Saturday, August 02, 2008

Manuelito

Manuelito


“... soy la fatiga de un espejo inmóvil o el polvo de un museo.” -El rigor del laberinto-
Jorge Luis Borges



Recuerdo esa mañana, Manuel. Mañana llena de viento, ingresando por todos los orificios posibles de la casa, buscando dónde encontrar descanso, dejar de deambular por los cielos abiertos. --La obsesión me domina, lo sé. Con ella se desataron las fuerzas encadenadas dentro de nuestras cuevas.

Miro en puntilla de pies hacia afuera y me aterra ver cómo las sombras asoman y miran a escondidas.

Esa mañana te golpeó un hondo suspiro que te metiste en el pecho, Manuel. Escuché tu lamento, era un quejido de dolor, un puñal clavado, moviste la cabeza a modo de deshacer ese mal augurio que te hizo sentir el peso del aire tan dentro de tus pensamientos, te distrajo de ese malestar y esa pesadez al ver con asombro la ventana enmarcada de palomas, volviste a respirar, esta vez más lento, sin tanto ruido. Caminaste asentando cada paso en el parquet frío, abriste las hojas de la ventana de par en par y te dejaste llevar por las aves cuyas alas fueron las que te negaron.
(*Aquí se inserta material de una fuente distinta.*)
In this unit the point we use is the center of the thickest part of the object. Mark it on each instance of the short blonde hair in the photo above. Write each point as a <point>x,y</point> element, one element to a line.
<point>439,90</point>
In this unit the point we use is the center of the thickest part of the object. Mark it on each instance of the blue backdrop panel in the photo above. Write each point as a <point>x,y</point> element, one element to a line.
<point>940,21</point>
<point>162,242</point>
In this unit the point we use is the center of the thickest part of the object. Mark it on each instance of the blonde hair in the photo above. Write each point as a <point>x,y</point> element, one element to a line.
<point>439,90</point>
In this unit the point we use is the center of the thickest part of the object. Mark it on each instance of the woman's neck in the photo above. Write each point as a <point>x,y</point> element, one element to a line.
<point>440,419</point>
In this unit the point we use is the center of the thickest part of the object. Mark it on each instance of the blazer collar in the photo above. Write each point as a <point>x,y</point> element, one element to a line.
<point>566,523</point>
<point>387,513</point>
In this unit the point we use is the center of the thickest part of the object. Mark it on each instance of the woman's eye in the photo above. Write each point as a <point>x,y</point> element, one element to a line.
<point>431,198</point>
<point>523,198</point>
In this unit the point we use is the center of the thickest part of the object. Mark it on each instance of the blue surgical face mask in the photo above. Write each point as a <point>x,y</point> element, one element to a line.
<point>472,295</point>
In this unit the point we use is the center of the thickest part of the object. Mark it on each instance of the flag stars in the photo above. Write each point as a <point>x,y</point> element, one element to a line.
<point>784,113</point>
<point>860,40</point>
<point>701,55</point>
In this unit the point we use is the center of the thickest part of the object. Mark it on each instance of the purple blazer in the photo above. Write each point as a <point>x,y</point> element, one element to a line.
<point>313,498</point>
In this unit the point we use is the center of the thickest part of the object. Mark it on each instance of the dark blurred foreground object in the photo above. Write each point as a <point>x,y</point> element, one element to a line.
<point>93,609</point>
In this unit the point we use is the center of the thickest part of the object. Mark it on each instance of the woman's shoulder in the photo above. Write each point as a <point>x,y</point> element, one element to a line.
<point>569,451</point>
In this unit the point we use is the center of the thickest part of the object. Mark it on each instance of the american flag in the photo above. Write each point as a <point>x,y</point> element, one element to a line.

La gente en la calle gritaba,--¡un espantapájaro… miren cómo vuela cielo arriba!
Entonces, te vi Manuel, cómo ibas cayendo sin protección: una a una las palomas fueron desprendiéndose de tu peso, dejándote a tu suerte, casi contigo en el mismo ritmo de caída libre lo hacía una hoja de calendario hasta agigantarse y echarse sobre tu cuerpo ensangrentado. La misma fecha del papel periódico que usó el carnicero esa mañana. Aunque, a esa hora no había nada importante, eras una noticia sin confirmar, eras el resultado de un mal presentimiento.

–Te mueves mucho y lloras más que otros días, lloras de tal forma, que el aguacero que sale de tus ojos se hace uno con el mar. Y en él me voy, lejos de ti, en una balsa hecha de memorias no vividas y pena. Hundiéndome en la vorágine de la caída. Manuel, no te desvanezcas en ese charco de sangre. Abre tus ojos, mírame, pero qué me dices. No te entiendo bien. ¿Qué? –Adela, he cometido un error.

Esa mañana estuve a punto de decir algo, sentía que debía salvar tu vida,
pero preferí mantener mi boca cerrada, las palabras no sirven de mucho cuando se dicen sin convicción. Y eso era lo que me faltaba. Algo me decía que debía salvar tu vida, pero no sabía cómo. Esa mañana recé con más fuerza pero menos fe, algo en el estómago me producía naúseas. Tú sonreiste, me hablaste de lo bien que nos estaba yendo. Hubiese preferido que te pusieras tu uniforme. Tu boina roja. Mejor aún, que no te hubieses levantado, que el desgaste de la noche anterior sirviera para que repitiéramos la pasión en la mañana entera. Te pregunté la razón de esa expresión lúgubre, me hablaste del dolor en el pecho, de los pájaros, de cómo caías después de haber estado volando, cómo te abandonaron las palomas. Me dijiste que ese dolor era miedo y que al miedo siempre hay que enfrentarlo. Claro, si lo que no tuviste fue miedo, si hubieras tenido miedo estarías ahora leyendo conmigo otra cosa y no esto, no estas estampas preñadas de gritos. Por fin se hizo justicia, ya no eres ese policía corrupto que decían que eras por limpiar el error de ellos. Sí, sé, el error lo cometieron todos, hasta yo por no obligarte a que te quedaras. Pero ya, mejor ven a mi lado, siéntate. Leamos juntos:
El vigilante de la institución financiera contó que el fatídico día, el teniente Manuel Llote Rongi, vestido de paisano, entró al banco y ofreció los boletos de la rifa del televisor, profondos para la fiesta de su promoción que cumplía bodas de plata. Intercambiaron saludos y deseos de buena suerte. El teniente Llote estaba a punto de salir cuando ingresaron al local un grupo de cuatro personas portando armas. Al grito de levanten las manos, al mismo estilo de Águila Roja, éste se tiró al suelo y sacó de su tobillo su pistola, abrió fuego y le dio a dos de los maleantes. Después, rodó sobre su cuerpo hasta encontrar un lugar seguro, lo hizo con la rapidez que la experiencia de cubrir zonas peligrosas y acechadas por terroristas le enseñó. Afuera del banco se oía las sirenas de las patrullas. Al ver entrar a un grupo de policías, el teniente se paró y allí mismo lo acribillaron. Lo que pudo salir de los labios del teniente antes de caer fue: --¡no me disparen, soy uno de ustedes!